Virtual Fence
In Arizona and other western states, ranchers and land managers rely on thousands of miles of permanent wire fencing to manage livestock on extensive rangelands (Hayter 1939; Netz 2004). This type of fencing has improved rangeland conditions in many places by aiding in the application of grazing systems (Holecheck et al. 2011). However, wire fencing can fragment landscape connectivity, pose a risk to wildlife, and is a major financial investment. Moreover, it offers limited flexibility in adjusting pasture size, actively manipulating grazing distribution, or avoiding high-use areas or sensitive habitats within a pasture (Jakes et al. 2018). As a result, there are constraints on the use of permanent fences as a tool for managing riparian health, post-fire vegetation recovery, or improving livestock distribution. Virtual fencing is an emerging precision livestock management technology used to address these limitations and increase management flexibility and adaptive capacity to respond to changing environmental conditions as part of a larger grazing management system (di Virgilio et al. 2018; Lima et al. 2018; Trotter 2010).
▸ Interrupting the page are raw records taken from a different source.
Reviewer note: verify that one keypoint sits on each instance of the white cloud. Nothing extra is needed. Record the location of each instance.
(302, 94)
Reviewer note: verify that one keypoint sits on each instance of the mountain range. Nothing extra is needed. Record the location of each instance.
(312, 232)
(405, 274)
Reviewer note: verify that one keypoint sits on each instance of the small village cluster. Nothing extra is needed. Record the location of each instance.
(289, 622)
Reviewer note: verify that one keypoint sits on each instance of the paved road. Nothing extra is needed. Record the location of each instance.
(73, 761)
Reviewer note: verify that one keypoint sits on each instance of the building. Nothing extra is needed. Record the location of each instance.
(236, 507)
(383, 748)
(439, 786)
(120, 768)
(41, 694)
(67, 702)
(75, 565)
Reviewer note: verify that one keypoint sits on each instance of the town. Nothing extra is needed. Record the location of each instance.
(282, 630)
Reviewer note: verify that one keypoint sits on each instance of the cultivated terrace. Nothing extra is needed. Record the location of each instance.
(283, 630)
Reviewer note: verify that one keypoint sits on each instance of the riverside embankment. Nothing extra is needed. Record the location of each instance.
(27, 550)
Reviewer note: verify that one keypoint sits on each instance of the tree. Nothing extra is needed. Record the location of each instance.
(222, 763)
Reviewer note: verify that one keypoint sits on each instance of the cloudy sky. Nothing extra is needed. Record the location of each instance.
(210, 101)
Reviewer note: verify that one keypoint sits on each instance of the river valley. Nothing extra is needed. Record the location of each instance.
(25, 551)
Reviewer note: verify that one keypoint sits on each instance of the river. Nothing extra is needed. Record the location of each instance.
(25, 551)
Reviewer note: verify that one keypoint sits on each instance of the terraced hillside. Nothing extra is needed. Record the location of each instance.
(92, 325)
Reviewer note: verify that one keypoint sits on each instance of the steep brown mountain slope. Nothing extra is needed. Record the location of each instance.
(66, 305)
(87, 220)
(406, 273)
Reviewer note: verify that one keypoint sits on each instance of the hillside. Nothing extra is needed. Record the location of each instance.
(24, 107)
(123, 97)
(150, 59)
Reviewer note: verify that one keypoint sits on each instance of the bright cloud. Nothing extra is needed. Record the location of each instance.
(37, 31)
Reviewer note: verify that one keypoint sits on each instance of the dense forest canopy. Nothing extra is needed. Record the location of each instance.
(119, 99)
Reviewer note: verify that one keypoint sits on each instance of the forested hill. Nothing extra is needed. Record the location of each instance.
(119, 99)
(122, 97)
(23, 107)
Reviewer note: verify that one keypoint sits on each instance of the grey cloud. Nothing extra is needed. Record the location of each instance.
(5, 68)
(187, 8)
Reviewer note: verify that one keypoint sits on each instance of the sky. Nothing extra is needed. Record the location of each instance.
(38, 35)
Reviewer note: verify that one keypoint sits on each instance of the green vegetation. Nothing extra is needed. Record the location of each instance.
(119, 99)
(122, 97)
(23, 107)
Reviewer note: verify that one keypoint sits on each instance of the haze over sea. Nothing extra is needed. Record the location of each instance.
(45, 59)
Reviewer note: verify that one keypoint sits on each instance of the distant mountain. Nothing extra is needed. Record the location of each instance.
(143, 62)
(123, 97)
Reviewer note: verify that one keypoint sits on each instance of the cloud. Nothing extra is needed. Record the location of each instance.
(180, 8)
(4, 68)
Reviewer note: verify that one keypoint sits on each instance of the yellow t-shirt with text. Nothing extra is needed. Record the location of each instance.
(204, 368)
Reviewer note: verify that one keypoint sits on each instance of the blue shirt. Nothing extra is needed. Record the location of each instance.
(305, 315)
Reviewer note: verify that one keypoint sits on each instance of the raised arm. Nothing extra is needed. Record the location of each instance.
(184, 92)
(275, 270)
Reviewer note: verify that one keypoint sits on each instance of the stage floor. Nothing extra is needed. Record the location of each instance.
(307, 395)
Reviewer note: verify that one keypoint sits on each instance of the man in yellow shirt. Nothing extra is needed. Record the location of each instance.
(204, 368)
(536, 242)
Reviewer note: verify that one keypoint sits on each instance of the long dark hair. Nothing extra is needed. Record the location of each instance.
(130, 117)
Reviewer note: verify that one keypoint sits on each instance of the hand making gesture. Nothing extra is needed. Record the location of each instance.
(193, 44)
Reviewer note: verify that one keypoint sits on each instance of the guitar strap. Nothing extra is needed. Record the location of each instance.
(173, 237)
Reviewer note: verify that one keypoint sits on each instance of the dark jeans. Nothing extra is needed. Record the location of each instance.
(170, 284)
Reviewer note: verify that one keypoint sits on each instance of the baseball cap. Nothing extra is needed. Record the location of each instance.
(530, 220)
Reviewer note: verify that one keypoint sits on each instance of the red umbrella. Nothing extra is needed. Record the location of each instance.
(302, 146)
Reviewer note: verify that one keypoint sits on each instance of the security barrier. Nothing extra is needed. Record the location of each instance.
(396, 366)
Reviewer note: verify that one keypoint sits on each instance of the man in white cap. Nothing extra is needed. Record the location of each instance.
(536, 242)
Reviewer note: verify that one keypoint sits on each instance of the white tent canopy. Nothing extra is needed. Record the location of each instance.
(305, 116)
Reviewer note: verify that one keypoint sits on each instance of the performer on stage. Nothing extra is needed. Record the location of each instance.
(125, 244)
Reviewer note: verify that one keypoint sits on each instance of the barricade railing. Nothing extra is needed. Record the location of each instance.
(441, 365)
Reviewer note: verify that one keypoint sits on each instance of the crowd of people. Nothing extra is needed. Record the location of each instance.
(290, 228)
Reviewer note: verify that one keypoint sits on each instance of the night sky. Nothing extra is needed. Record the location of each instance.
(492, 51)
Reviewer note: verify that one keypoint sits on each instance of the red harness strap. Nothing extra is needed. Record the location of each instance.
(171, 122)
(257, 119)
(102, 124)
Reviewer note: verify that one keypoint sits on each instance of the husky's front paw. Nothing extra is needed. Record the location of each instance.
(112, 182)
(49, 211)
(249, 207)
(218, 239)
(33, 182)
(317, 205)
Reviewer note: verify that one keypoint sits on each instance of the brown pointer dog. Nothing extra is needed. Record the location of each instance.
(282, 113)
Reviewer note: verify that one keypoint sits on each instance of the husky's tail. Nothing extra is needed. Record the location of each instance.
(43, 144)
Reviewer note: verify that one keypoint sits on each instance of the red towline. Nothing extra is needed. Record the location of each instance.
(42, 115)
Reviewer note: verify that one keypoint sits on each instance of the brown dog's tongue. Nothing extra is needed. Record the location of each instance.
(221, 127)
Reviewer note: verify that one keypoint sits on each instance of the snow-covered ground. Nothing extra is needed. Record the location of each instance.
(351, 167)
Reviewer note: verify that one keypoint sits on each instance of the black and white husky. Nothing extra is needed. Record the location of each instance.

As a management tool, a virtual fence (VF) system uses invisible barriers, established by Global Positioning System (GPS) coordinates, that influence livestock movement with a combination of auditory and electrical cues (Ehlert et al. 2024; Antaya et al. 2024). Primary elements are shown in Figure 1 and include: (1) a software interface to draw virtual fence lines and the boundary zone on a digital map, which defines the grazing area and exclusion zone; (2) a GPS-enabled collar fitted around the circumference of an animal’s neck or other wearable device that contains technology to track livestock movement and deliver auditory and electrical cues to influence livestock distribution; and (3) base stations and/or cellular towers to transmit and receive communication between the software and collars (for more information please see Rangelands Gateway:https://rangelandsgateway.org/virtual-fence). A VFsystem relies on livestock successfully recognizing anassociation between two cues – an auditory cue (beepingsound) and an electrical cue (electrical pulse) – originating from the GPS enabled collars when the animal enters a boundary zone. Recognition of these cues is learned
through training with classical conditioning and negative reinforcement. After training, livestock should respond to the auditory cue by changing direction away from the exclusion zone (Figure 1). If the association between cues is continuous, predictable, and controllable, a collar can influence livestock movement. Understanding how livestock recognize and interpret this association can limit potential risks for animal health and welfare. This factsheet provides an overview of the underlying learning methods (i.e., classical conditioning and negative reinforcement) used to train livestock.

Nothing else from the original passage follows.